We have not been persuaded to the view that the employer should have the sole discretion to require employees to take their leave in two separate periods, as it strikes at the very heart of the reasons for taking annual leave.

It can also lead to uncertainty amongst employees, especially when a holiday package is planned in advance or inadequate notice is given by the employer of the requirement to split the leave.

We can see a number of difficulties associated with such a proposal. However, we are prepared to accept the following -

    Leave allowed under the provisions of subclause (a) shall be given and taken in one consecutive period, or if the employer and the employee agree, in one of the following methods:

    (i) in two separate periods, the lesser of which shall be not less than seven consecutive days i.e. five working days;

    (ii) in any combination, provided one period shall be not less than 7 consecutive days i.e. 5 working days.

and we decide accordingly.

We now wish to turn to the third part of the claim.

It is our view that part time employees who work less than 20 hours per week and receive a 20% loading in lieu of sick leave, annual leave and public holidays should not receive the annual leave loading.

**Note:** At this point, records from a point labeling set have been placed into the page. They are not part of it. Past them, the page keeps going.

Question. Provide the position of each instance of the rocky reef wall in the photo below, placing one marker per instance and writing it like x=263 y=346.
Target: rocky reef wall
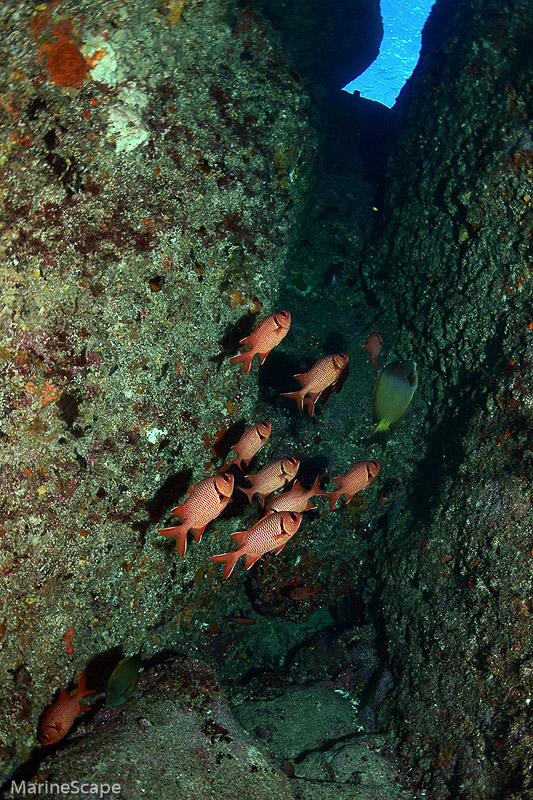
x=152 y=160
x=454 y=271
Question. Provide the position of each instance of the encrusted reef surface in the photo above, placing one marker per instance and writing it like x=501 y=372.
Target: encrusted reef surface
x=454 y=269
x=152 y=156
x=166 y=182
x=180 y=737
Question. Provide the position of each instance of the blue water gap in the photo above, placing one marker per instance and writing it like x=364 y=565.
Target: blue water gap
x=402 y=27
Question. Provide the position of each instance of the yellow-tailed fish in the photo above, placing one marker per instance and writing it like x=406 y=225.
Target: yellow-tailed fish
x=122 y=681
x=393 y=394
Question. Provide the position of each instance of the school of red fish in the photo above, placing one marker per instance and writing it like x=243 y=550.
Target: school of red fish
x=283 y=512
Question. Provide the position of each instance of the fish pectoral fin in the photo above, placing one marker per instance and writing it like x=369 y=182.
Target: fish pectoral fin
x=238 y=536
x=197 y=532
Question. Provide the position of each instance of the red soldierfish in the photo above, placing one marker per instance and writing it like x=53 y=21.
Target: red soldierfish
x=57 y=720
x=323 y=375
x=373 y=347
x=296 y=499
x=303 y=592
x=271 y=477
x=206 y=501
x=358 y=477
x=266 y=335
x=252 y=440
x=270 y=533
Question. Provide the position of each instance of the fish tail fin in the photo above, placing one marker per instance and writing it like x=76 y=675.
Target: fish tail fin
x=246 y=358
x=82 y=687
x=316 y=491
x=238 y=537
x=248 y=492
x=179 y=533
x=301 y=377
x=229 y=559
x=298 y=396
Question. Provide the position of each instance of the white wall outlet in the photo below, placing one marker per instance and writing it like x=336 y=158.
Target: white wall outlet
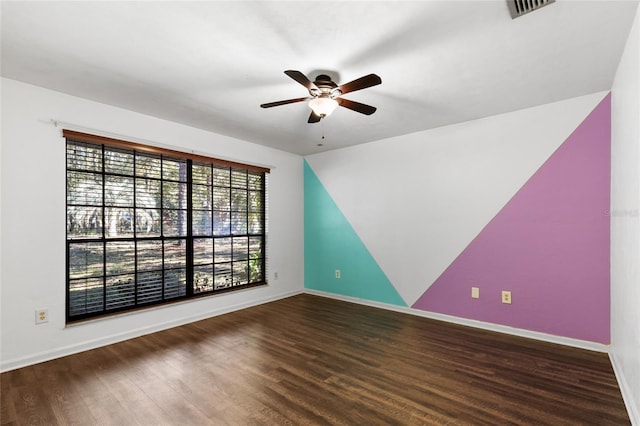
x=42 y=316
x=475 y=292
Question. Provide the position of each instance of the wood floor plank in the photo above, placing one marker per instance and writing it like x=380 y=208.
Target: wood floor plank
x=308 y=360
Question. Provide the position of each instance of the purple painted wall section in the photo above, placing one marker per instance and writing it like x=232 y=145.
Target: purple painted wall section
x=549 y=246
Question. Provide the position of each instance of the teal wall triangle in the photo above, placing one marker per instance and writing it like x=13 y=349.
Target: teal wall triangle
x=331 y=243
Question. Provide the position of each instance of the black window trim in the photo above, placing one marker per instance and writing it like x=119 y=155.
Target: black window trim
x=191 y=159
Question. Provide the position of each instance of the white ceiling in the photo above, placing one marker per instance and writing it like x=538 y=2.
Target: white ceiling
x=211 y=64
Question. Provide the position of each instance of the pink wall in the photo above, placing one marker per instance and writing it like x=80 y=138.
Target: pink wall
x=549 y=246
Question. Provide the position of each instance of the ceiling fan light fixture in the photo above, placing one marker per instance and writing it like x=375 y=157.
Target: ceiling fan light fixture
x=323 y=106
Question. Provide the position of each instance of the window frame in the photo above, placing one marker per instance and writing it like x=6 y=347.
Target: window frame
x=254 y=174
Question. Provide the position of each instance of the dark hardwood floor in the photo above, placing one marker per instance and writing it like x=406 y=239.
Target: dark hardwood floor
x=308 y=360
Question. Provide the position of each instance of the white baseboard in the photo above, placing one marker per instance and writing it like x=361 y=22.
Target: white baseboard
x=633 y=407
x=12 y=364
x=576 y=343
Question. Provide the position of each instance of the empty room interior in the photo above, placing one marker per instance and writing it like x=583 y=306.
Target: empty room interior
x=356 y=212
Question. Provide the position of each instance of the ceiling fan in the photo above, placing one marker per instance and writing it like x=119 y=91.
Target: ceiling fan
x=324 y=94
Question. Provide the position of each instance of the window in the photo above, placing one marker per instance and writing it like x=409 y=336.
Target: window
x=147 y=226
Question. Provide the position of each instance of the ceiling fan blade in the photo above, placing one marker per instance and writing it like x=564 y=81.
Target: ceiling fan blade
x=313 y=118
x=288 y=101
x=357 y=106
x=360 y=83
x=302 y=79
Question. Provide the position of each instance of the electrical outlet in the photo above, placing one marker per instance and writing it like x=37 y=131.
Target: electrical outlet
x=42 y=316
x=475 y=292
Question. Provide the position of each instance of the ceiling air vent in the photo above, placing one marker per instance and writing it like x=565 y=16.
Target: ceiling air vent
x=520 y=7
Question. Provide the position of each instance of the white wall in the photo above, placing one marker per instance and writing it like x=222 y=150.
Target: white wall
x=625 y=223
x=33 y=223
x=440 y=187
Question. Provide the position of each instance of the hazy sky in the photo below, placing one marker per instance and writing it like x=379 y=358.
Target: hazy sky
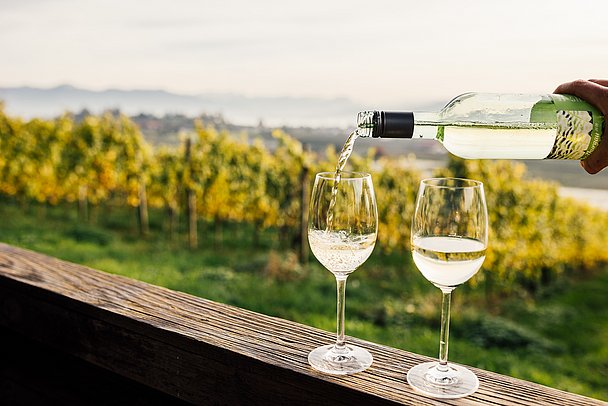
x=382 y=52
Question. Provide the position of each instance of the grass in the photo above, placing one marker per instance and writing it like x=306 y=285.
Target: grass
x=556 y=338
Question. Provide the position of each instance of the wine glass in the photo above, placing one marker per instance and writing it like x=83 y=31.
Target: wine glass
x=342 y=231
x=449 y=241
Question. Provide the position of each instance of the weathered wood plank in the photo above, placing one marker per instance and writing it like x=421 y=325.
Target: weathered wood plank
x=206 y=352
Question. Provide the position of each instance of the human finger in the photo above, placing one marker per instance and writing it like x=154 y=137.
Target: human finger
x=594 y=93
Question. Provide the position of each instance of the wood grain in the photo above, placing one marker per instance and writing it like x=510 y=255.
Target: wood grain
x=203 y=352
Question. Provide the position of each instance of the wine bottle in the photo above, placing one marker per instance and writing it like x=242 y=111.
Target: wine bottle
x=498 y=126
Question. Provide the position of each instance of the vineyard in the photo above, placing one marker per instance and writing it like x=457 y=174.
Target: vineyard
x=103 y=162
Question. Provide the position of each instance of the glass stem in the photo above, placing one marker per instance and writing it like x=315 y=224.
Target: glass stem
x=341 y=288
x=445 y=330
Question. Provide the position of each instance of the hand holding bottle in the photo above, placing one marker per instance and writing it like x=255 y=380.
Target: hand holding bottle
x=594 y=92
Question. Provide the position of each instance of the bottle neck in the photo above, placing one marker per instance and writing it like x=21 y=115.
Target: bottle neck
x=393 y=124
x=426 y=126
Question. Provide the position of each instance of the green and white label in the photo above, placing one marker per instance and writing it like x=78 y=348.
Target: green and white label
x=575 y=138
x=579 y=125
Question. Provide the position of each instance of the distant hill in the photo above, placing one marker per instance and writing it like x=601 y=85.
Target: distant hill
x=31 y=102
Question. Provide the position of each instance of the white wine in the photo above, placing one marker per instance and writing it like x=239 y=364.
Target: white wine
x=498 y=126
x=448 y=261
x=347 y=150
x=340 y=252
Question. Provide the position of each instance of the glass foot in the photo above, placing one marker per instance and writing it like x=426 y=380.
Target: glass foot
x=432 y=380
x=340 y=361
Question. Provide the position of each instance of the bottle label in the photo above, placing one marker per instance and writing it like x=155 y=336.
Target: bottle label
x=579 y=125
x=576 y=135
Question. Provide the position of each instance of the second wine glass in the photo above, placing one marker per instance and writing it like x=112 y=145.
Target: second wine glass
x=342 y=231
x=449 y=241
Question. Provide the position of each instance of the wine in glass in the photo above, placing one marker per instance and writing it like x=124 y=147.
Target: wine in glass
x=342 y=231
x=449 y=241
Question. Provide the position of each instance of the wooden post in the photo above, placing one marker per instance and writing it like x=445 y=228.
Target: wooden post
x=304 y=202
x=191 y=201
x=142 y=208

The loading should only be available to those employees who proceed on annual leave and not those who receive a loading in lieu. There is also a question of double-counting if an employee is paid both loadings.

We therefore decide that the award should be varied by modifying this provision.

Travelling Time

We have noted the submissions presented by the parties in relation to this matter and, at their suggestion, Clause 33 - Travelling Time will be deleted from the award.

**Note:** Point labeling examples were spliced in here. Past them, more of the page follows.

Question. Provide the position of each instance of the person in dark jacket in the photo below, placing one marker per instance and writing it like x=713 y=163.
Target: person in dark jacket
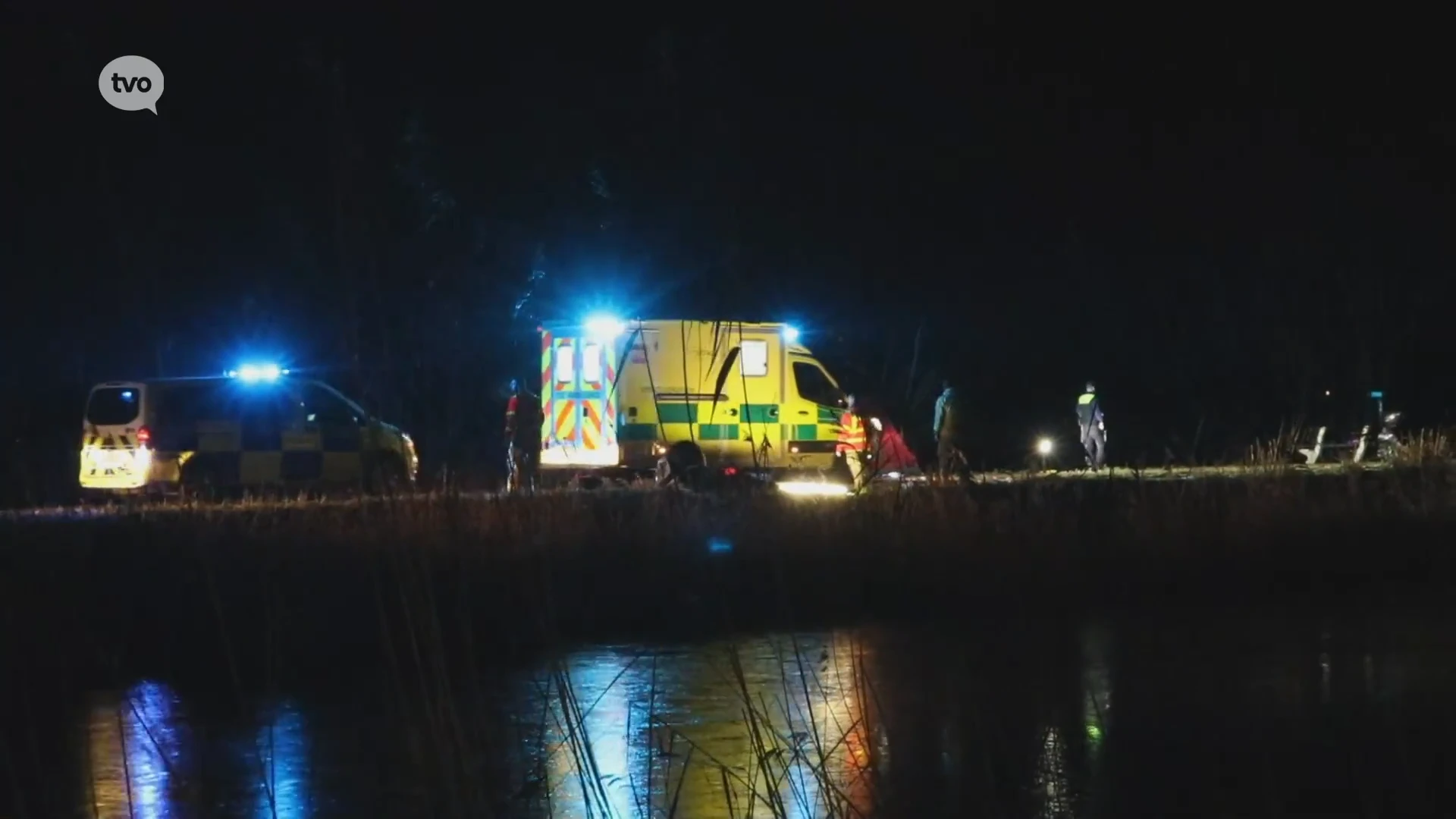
x=523 y=425
x=1094 y=433
x=946 y=428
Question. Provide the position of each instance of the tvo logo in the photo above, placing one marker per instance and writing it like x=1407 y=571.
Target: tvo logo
x=131 y=83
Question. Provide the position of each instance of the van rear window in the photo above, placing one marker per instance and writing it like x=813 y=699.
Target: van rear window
x=114 y=406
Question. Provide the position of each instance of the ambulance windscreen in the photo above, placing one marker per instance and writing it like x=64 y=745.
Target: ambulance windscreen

Minimum Period of Engagement

The award currently provides for a minimum period of engagement of 4 hours for part time employees and casuals.

The claim is for the minimum period to be reduced to three hours with a savings provision for existing employees, i.e. they are to retain a minimum hiring period of 4 hours.

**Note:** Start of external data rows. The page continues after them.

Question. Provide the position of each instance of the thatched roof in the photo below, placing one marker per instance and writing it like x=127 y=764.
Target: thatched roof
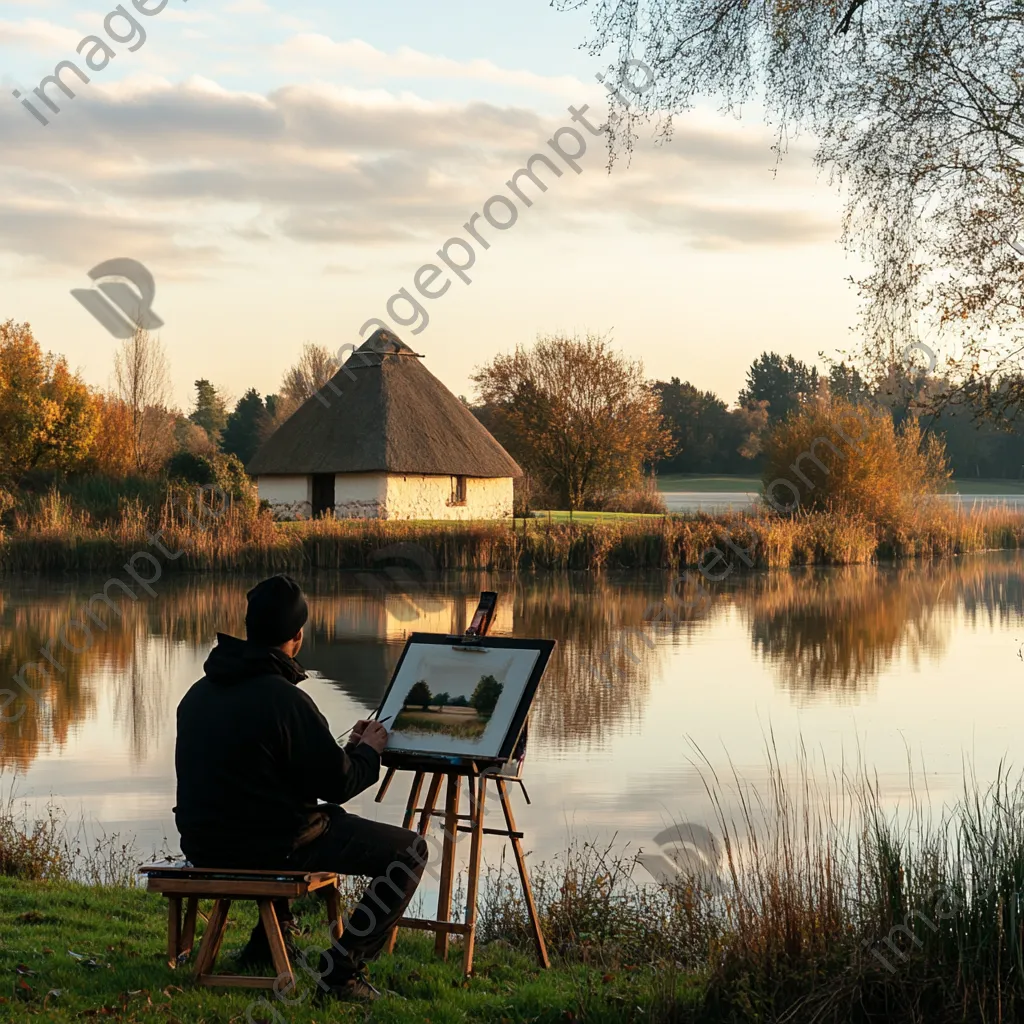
x=395 y=417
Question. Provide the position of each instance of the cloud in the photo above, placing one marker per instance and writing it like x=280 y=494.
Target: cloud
x=185 y=171
x=306 y=51
x=34 y=34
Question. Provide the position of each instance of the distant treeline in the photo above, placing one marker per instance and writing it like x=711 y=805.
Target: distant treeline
x=711 y=437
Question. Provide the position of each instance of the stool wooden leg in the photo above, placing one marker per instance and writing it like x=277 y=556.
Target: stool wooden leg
x=188 y=930
x=278 y=951
x=173 y=929
x=212 y=936
x=333 y=899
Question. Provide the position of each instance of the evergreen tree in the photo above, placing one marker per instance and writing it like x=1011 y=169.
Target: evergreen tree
x=247 y=427
x=785 y=383
x=210 y=412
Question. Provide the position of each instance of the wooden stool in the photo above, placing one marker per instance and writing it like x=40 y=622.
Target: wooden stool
x=194 y=884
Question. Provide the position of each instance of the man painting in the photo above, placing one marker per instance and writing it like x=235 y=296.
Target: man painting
x=254 y=756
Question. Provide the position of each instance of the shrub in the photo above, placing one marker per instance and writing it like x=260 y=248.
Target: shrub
x=834 y=456
x=192 y=468
x=646 y=499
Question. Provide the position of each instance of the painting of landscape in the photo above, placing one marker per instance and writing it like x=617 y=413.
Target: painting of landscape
x=427 y=713
x=450 y=700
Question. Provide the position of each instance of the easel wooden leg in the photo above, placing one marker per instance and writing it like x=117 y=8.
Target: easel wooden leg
x=475 y=855
x=173 y=929
x=407 y=821
x=333 y=899
x=448 y=862
x=431 y=802
x=527 y=891
x=414 y=798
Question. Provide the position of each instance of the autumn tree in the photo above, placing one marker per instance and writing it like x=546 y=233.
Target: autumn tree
x=833 y=455
x=577 y=414
x=315 y=367
x=485 y=695
x=112 y=453
x=915 y=107
x=141 y=379
x=48 y=419
x=418 y=696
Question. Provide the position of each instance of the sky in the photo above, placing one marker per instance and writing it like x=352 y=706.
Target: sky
x=285 y=169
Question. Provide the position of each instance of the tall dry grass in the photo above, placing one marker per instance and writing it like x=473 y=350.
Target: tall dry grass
x=56 y=537
x=816 y=901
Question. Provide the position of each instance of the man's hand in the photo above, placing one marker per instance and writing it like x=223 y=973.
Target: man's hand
x=374 y=735
x=357 y=730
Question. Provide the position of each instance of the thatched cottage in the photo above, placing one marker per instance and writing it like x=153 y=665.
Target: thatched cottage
x=385 y=439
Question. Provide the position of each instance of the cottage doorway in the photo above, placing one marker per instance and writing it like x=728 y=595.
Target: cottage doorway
x=323 y=494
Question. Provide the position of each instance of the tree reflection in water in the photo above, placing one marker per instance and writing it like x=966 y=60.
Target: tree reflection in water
x=828 y=633
x=832 y=633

We, like Mr. Targett, are apprehensive about the employer's proposal as it will create two standards for part time and casual employees and could become unworkable and cause dissention.

In any case, we are not convinced that a savings provision inserted in the award to protect existing employees will have the desired effect as it could be argued that each "start" for a casual employee is a new contract.

Therefore, we would ask -

(a) what does the savings provision mean for them; and

(b) how could they be classed as existing employees once the contract has been completed?

There is a very high proportion of casuals in this industry and they stand to lose a significant amount of their income by reducing their earning power if they were employed for the proposed minimum period of engagement.

A 4% increase in wage rates for the three year experienced sales assistant will increase the rate for the equivalent experienced casual employee by 38c per hour.

To receive this increase, this trade-off, if granted, could reduce their earning capacity by $8.17 per start if employed for the minimum period.

This, we believe, is unreasonable and therefore we reject it.

Conclusion

We do not hesitate in saying that the award variations contained in this package are very hard, if not impossible, to cost due to the diverse nature and size of the retail outlets falling within the scope of this award.

We are satisfied that the package is the best that can be achieved in a difficult area and decide to grant a 4% increase to all classifications contained in the award with proportionate amounts going to juniors. All amounts will be rounded off to the nearest 10 cents.

We believe this decision has the effect of satisfying all second tier claims for this award.

This being the case, all applications before us have been satisfied and no further action will be taken on them.

Operative Date

As a further concession to employers, we have decided to award a prospective operative date for this decision.

It will be from the first full pay period to commence on or after 1 August 1988.

Order

The draft order giving effect to this decision will be drawn by the parties and finalised under the direction of the Deputy President.